Perhaps a thought experiment is needed. Imagine that Australia’s large stocks of uranium have for some reason become enormously important to the rest of the world. A ‘friendly’ country suggests that it would nice if they helped us develop the ore body, and before we know it they have troops inside our country and lots more close by.
Another major country offers to help us if we sign attractive deals with them about the mineral, and our government seems interested. The first country organises a coup to ensure that the party in power is displaced by one much better disposed to its interests.

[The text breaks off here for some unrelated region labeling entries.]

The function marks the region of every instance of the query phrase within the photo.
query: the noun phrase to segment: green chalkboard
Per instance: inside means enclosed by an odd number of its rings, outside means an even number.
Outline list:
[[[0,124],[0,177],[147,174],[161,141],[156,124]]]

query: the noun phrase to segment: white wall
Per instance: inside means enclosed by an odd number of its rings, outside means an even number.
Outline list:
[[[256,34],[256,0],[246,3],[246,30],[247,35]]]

Our domestic politics is in turmoil, and then strange things start to happen to people who speak out against the change in government – they disappear, they have car accidents, a child of theirs is kidnapped. Before long, nasty things happen to people from the other side, too, and more foreign troops appear.
Outside our country people, express their sorrow at what is happening. But they need our uranium too, so they don’t do much. According to how you write the scenario, our country can drift into civil war, or become a satellite of one or other of the big powers. We are not a happy lot, and crazy people do desperate things. What do we want? We want all the outsiders to go home and leave us alone.
Far-fetched? I don’t think so.
The general scenario could be applied to most countries in the Middle East over much of the 20th century. But the recent consequences for our country are also dire. In the name of a ‘war on terror’ we have demonised Afghans, Iraqis and Muslims generally. Because we have sent our own troops into other countries, we of the civilian population have to support our own soldiers, and that makes their opponents the ‘enemy’ a detestable word.
The decision to be part of the Coalition of the Willing has enormously harmed Australian civil society, because it has manufactured suspicion about those who live here. It has led to the drawing up of extraordinarily draconian laws, the doubling in size of an intelligence organisation that could become a kind of ‘secret police’, the invitation to us to report on our neighbours to the authorities, and an increasingly authoritarian stance on the part of our Government.
What sort of a democracy are we becoming?
I want very much to have these things undone, but I know (with that sick sense you have when you can say, ‘I’ve seen this happen before’) that some of it we can’t undo.
So is there anything that we can do? I think that there are five main activities that could humanise this conflict, and bring it to an end:
– We can ask that our Government recognise how intolerable it is for any society to be occupied by another country, however well-meaning the occupiers are;
– We can ask that the Government set out clearly what our national interest is in doing what we are doing in other countries, and that it says clearly how long our troops will be there;
– We can ask that the Government remember that democracies always have a harder row to hoe than dictatorships, and that is a price we should cheerfully bear (I seem to remember that the World War II was about this sentiment);
– We can ask that our Government drop the notion that there are matters too secret for us to know about, for Australia is a well-educated and well-informed society;
– We can ask, and go on asking, that our Government avoid the use of intemperate and thoughtless language.
And we can go on asking further questions when we get answers. We can ask our MPs and Senators. We can ask the Opposition. We can ask each other. This is still a democracy, and we should act as though it is.